While Democrats in Palm Beach County concentrated on getting rid of Theresa LePore, Republicans in Florida gained three seats in the Legislature and took a U.S. Senate seat. As Democrats looked back, Republicans looked ahead.
It's been a long slide for the party that had dominated state politics. When the 2005 Legislature opens, Republicans will hold 84 seats in the 120-member House and 26 in the 40-member Senate. All statewide offices — governor, attorney general, chief financial officer, agriculture commissioner — are held by Republicans. The next GOP target will be U.S. Sen. Bill Nelson, whose term is up in 2006 and who won his seat with just 52 percent of the vote. U.S. Rep. Katherine Harris is just one of several well-known Republicans the party could run in that race or for governor.
So it will do Democrats no good to keep railing about election fraud, as some are doing.
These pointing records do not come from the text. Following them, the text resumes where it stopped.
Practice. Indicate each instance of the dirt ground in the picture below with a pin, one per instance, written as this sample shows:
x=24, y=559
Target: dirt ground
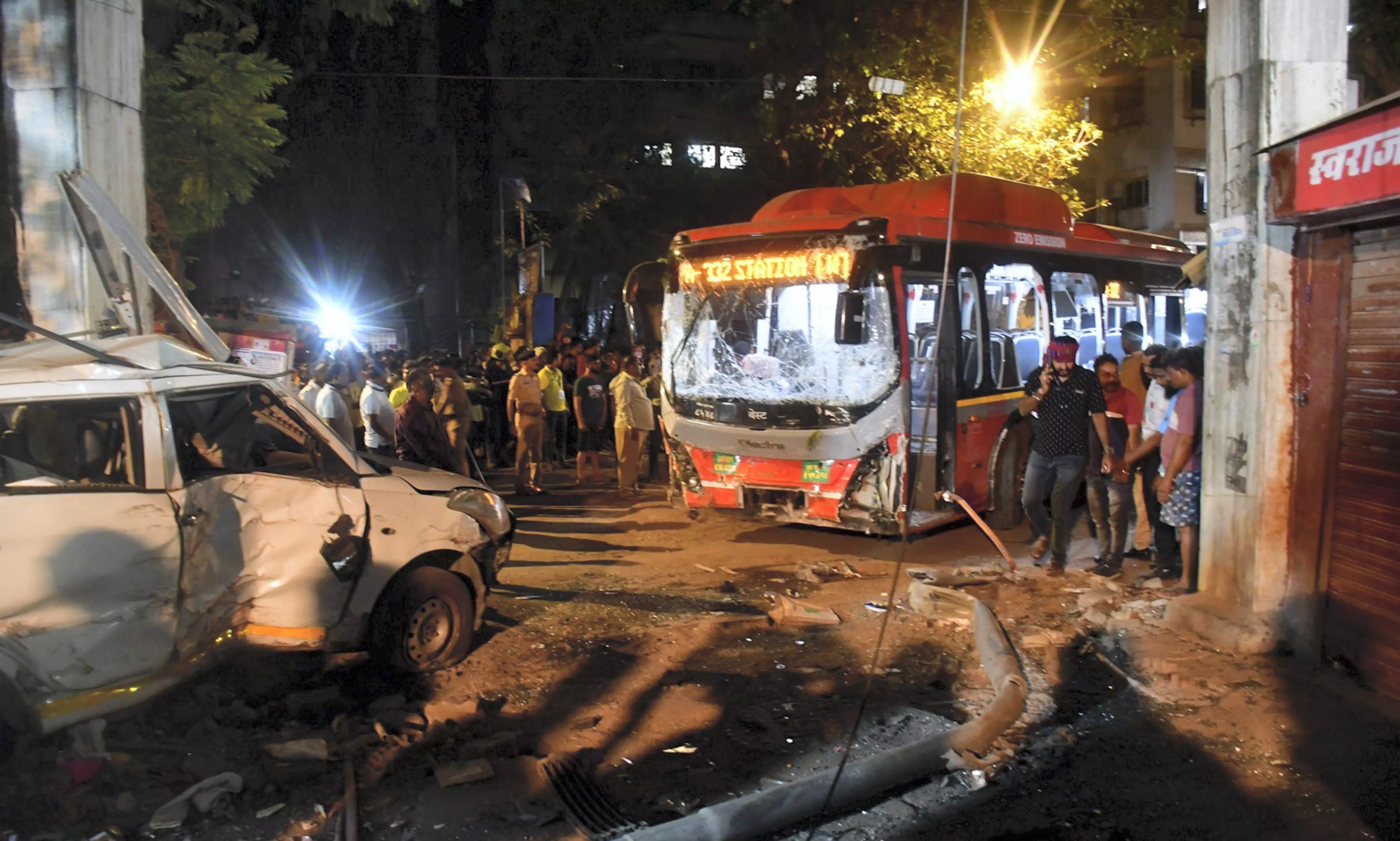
x=638, y=641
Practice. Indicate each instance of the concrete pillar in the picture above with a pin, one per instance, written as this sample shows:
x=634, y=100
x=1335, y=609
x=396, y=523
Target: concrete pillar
x=1275, y=68
x=74, y=99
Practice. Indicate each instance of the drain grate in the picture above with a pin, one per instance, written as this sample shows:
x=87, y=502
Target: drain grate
x=587, y=805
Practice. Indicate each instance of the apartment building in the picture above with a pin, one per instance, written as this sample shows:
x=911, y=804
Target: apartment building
x=1150, y=166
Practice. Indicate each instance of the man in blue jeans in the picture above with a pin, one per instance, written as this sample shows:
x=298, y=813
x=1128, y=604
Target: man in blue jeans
x=1063, y=399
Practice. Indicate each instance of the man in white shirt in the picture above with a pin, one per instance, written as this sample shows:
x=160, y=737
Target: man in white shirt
x=309, y=393
x=379, y=414
x=332, y=409
x=632, y=424
x=1166, y=552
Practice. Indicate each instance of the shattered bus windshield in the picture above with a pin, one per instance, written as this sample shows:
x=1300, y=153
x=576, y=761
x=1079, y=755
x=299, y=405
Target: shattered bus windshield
x=776, y=344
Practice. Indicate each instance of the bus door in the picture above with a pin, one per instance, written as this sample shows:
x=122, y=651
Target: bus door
x=935, y=383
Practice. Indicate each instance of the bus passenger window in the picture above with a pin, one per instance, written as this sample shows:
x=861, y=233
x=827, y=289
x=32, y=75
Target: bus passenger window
x=972, y=355
x=1014, y=324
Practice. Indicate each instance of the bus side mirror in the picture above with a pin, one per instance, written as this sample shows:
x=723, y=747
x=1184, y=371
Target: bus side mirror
x=850, y=317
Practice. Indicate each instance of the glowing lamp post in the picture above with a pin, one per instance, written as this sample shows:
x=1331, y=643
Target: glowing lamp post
x=337, y=326
x=1016, y=90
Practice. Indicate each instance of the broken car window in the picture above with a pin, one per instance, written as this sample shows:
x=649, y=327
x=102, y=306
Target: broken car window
x=71, y=445
x=240, y=431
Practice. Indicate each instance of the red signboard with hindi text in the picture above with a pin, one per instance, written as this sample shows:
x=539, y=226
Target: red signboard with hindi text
x=1354, y=163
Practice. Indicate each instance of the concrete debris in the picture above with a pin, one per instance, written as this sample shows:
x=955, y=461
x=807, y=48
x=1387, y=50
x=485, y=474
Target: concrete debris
x=300, y=749
x=677, y=802
x=88, y=741
x=206, y=795
x=314, y=702
x=505, y=745
x=360, y=744
x=790, y=612
x=1088, y=601
x=817, y=574
x=453, y=774
x=402, y=720
x=936, y=601
x=396, y=702
x=442, y=713
x=1044, y=638
x=1096, y=617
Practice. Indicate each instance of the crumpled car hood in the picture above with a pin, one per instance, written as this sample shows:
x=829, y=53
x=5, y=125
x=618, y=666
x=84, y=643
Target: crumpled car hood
x=426, y=480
Around the state and the country, most voters are happy that there wasn't a repeat of 2000. That hasn't stopped the latest conspiracy theories about the 2004 presidential election. One is that Republicans tampered with machines in Panhandle counties because the registration is heavily Democratic but President Bush won most of the votes. Rather than a conspiracy, the real reason is that conservative Democrats who, for historical reasons, can't bring themselves to change their registration have been voting Republican more and more since Ronald Reagan's campaign in 1980.
For too long, the state Democratic Party relied on such icons as Reubin Askew, Lawton Chiles and Bob Graham and failed to build the party. By losing control of the Legislature, Democrats allowed the Republicans to draw new congressional and legislative districts after the 2000 census. As state Sen. Ron Klein, D-Delray Beach, noted, those "artfully drawn" maps allow the Republicans to control 18 of 25 congressional seats in a battleground state and nearly 70 percent of legislative seats. The Democrats' best move would be to push a constitutional amendment calling for a non-partisan commission to draw the maps. Good government, in that case, would be good politics.